Is our solar system shaped like a deflated croissant?
By Mike Wall - Space.com Senior Writer 2 days ago
Most scientists thought it would be comet-shaped.
An updated model suggests the shape of the suns bubble of influence, the heliosphere (seen in
yellow), may be a deflated croissant shape, rather than the long-tailed comet shape suggested
by other research.
(Image: © Opher et al.)
Our solar system's protective bubble may not be comet-shaped after all.
Scientists have traditionally posited that the heliosphere, the huge bubble of charged particles that the sun blows around itself, has a rounded leading edge, where the solar system barrels through space, with a long tail streaming behind it. But the heliosphere's true shape is weirder and more complex, a recent study suggests something akin to a deflated croissant.
It's tough to map out the heliosphere, because its closest edge is still a whopping 10 billion miles (16 billion kilometers) from Earth.
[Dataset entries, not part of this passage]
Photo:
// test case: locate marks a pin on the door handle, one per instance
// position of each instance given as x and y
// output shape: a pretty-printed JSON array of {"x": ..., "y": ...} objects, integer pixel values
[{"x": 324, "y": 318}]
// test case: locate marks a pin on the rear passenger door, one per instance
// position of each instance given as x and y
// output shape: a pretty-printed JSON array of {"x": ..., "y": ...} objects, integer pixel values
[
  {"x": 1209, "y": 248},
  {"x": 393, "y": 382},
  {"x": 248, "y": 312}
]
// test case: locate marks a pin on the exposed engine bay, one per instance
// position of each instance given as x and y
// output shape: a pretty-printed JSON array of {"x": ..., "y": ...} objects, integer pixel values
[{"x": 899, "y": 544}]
Just two spacecraft, NASA's Voyager 1 and Voyager 2 probes, have directly sampled the boundary, and two data points are far from sufficient to outline the heliosphere's contours.
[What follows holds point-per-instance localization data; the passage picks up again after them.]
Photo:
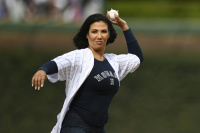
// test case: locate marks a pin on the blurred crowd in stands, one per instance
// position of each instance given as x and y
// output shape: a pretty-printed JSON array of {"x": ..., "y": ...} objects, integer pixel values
[{"x": 41, "y": 11}]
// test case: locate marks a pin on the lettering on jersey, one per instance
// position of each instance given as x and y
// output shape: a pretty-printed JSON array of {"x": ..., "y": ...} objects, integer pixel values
[{"x": 106, "y": 74}]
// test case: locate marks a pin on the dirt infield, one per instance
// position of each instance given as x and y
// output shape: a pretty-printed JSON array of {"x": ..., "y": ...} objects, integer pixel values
[{"x": 179, "y": 42}]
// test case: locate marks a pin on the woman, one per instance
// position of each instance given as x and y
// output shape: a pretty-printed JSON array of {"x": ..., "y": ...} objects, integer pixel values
[{"x": 92, "y": 77}]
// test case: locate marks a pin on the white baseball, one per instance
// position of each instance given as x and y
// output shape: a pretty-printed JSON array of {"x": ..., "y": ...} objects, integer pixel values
[{"x": 111, "y": 14}]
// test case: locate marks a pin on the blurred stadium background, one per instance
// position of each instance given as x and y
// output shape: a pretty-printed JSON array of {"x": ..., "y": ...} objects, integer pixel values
[{"x": 161, "y": 96}]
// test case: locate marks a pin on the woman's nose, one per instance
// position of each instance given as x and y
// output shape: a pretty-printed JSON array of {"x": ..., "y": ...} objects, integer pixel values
[{"x": 99, "y": 35}]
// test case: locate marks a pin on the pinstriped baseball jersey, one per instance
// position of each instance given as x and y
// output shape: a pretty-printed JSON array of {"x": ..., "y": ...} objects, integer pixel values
[{"x": 75, "y": 66}]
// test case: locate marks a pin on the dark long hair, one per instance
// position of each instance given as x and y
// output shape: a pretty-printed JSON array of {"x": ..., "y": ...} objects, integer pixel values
[{"x": 80, "y": 40}]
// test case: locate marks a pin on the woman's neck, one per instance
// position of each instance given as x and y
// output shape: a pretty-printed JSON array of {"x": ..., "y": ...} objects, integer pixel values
[{"x": 98, "y": 54}]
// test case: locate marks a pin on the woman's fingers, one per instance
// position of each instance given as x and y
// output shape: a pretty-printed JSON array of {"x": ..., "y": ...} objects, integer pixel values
[{"x": 38, "y": 79}]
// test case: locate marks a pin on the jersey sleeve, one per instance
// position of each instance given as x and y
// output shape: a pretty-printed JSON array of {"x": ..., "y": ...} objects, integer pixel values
[
  {"x": 128, "y": 63},
  {"x": 64, "y": 63}
]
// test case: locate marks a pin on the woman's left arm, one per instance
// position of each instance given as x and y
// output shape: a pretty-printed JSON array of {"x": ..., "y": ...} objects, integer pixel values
[{"x": 132, "y": 44}]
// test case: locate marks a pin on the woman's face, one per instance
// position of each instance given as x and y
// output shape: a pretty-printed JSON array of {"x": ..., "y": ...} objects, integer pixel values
[{"x": 98, "y": 35}]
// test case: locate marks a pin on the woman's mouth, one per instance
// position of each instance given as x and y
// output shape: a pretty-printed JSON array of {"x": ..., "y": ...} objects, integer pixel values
[{"x": 99, "y": 42}]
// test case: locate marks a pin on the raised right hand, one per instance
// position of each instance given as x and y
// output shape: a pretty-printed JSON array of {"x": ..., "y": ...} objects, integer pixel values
[{"x": 38, "y": 79}]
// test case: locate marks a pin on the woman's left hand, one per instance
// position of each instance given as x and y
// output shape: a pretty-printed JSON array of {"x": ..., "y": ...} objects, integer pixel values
[{"x": 118, "y": 21}]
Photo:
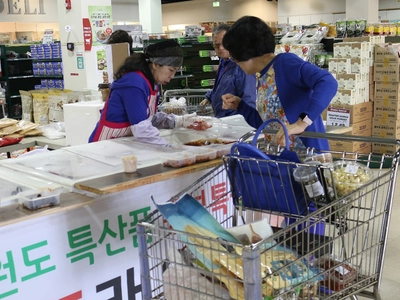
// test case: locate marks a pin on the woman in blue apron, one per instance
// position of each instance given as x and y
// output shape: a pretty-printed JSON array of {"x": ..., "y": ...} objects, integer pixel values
[{"x": 133, "y": 95}]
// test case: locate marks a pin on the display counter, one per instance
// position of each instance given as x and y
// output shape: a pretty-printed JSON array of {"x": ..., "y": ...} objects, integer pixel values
[{"x": 90, "y": 237}]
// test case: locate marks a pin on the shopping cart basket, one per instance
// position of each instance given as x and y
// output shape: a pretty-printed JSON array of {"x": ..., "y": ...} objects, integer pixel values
[
  {"x": 193, "y": 98},
  {"x": 295, "y": 262}
]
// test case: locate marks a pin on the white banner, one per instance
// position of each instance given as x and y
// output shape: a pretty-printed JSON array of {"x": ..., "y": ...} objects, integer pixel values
[{"x": 86, "y": 253}]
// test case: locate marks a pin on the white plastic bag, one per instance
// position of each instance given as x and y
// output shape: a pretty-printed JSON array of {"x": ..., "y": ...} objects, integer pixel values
[
  {"x": 145, "y": 132},
  {"x": 187, "y": 282}
]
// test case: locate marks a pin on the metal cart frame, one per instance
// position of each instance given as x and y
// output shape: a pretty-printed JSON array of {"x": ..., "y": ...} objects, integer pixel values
[{"x": 351, "y": 244}]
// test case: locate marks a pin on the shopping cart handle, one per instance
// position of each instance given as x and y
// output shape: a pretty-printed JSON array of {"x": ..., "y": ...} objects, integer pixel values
[{"x": 342, "y": 137}]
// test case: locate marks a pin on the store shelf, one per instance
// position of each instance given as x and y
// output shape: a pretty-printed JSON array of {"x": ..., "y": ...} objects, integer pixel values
[
  {"x": 49, "y": 76},
  {"x": 20, "y": 77},
  {"x": 18, "y": 59},
  {"x": 47, "y": 59}
]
So scientists have done so by other means. For example, they've studied measurements of galactic cosmic rays, super-energetic charged particles that zoom into our neighborhood from very far away. Researchers have also carefully tracked "energetic neutral atoms" that bounced sunward after interacting with the interstellar medium, the vast cosmic sea that lies beyond the heliosphere.